We identified a novel protein, designated Thap11 (Thanatos-associated protein 11) in hES cells. Thap11 is an inhibitor of differentiation in ES cells. In contrast to most other factors, Thap11 seems to be directly involved with both, transcriptional control and epigenetic modification. Thapl 1 has a putative DMA-binding domain that shows significant similarity to the DMA-binding domain of the Drosophila P element (a DMA transposon). This suggested that, like the P element, Thapl 1 might act as a site-specific transcriptional modulator, a possibility we subsequently confirmed. Interestingly, one of the genes most strikingly upregulated by Thapl 1 in ES cells is Suz12 (Suppressor of Zeste 12, epigenetic modifier that suppresses differentiation in hES cells). In addition Thapl 1 interacts with DMA methyltransferase like protein 3 (DnmtSL), and has its own NAD+-dependent histone deacetylase (HDAC) activity, making it a novel HDAC in its own right. Our overall hypothesis is that Thapl 1 plays a critical role in controlling self-renewal of hES cells by blocking differentiation. To test this hypothesis will (a) analyze how Thapl 1 controls the expression of Suz12 and identify additional target genes of Thapl 1; knowledge of these genes (including Suz12) is critical since they are part of the transcriptional network that controls the undifferentiated state (pluripotency) of hES cells; (b) dissect the relationship between Thapl 1 and DnmtSL; we will study how Thapl 1 interacts with DnmtSL and if this modulates site-specific DMA methylation of genes (Suz12 and others); (c) analyze the NAD+-dependent HDAC activity of Thapl 1. This information will allow us to modulate Thapl 1's HDAC activity, an effect that in turn should help control differentiation of hES cells if our primary Hypothesis is correct. Since Thapl 1 acts as a transcriptional factor and is also involved in at least two epigenetic mechanisms, DNA methylation and histone deacetylation, it may represent an important link between transcriptional control and epigenetics in hES cells.

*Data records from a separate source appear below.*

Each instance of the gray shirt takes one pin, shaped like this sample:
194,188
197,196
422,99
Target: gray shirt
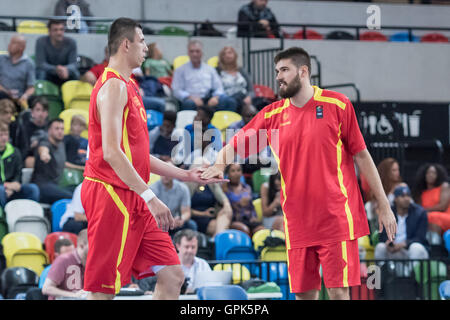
17,76
174,198
48,56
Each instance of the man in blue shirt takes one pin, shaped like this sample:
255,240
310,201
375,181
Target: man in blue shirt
197,84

Specific genetic and pharmacologic interventions targeting Thapl1 function may allow control of self-renewal and differentiation of hES cells.

我们在hES细胞中发现了一种新的蛋白质，命名为Thap 11（死亡相关蛋白11）。Thap 11是 胚胎干细胞分化的抑制剂。与大多数其他因素相比，Thap 11似乎直接 涉及转录控制和表观遗传修饰。Thapl 1具有推定的DMA结合功能， 与果蝇P元件的DMA结合结构域（DMA）显示出显著相似性的结构域 转座子）。这表明，与P元件一样，Thapl 1可能是一个位点特异性转录因子， 调制器，我们随后证实了这一可能性。有趣的是，其中一个最引人注目的基因 在ES细胞中由Thap 11上调的是Suz 12（Zeste 12的抑制因子，抑制 在hES细胞中的分化）。此外，Thapl 1与DMA甲基转移酶样蛋白3相互作用 （DnmtSL），并具有自身的NAD+依赖性组蛋白去乙酰化酶（HDAC）活性，使其成为一种新型的HDAC 在它自己的权利。 我们的总体假设是Thapl 1在控制hES细胞的自我更新中起关键作用， 阻断分化。为了检验这一假设，将（a）分析Thapl 1如何控制 Suz 12并鉴定Thapll的另外的靶基因;了解这些基因（包括Suz 12）是有益的。 关键是因为它们是控制未分化状态的转录网络的一部分， （B）剖析Thapl 1和DnmtSL之间的关系;我们将研究如何在体外培养人胚胎干细胞（hES细胞）; Thapll与DnmtSL相互作用，并且如果这调节基因的位点特异性DMA甲基化（Suz 12和Suz 14），则Thapll与DnmtSL相互作用。 其他）;（c）分析Thapll的NAD+依赖性HDAC活性。这些信息将使我们能够 调节Thap 11的HDAC活性，如果我们的研究发现， 第一假设是正确的。 由于Thapl 1作为转录因子起作用并且还参与至少两种表观遗传机制， DNA甲基化和组蛋白去乙酰化，它可能代表了转录调控之间的重要联系。 hES细胞中的对照和表观遗传学。针对Thapl 1的特定遗传和药理学干预 功能可以允许控制hES细胞的自我更新和分化。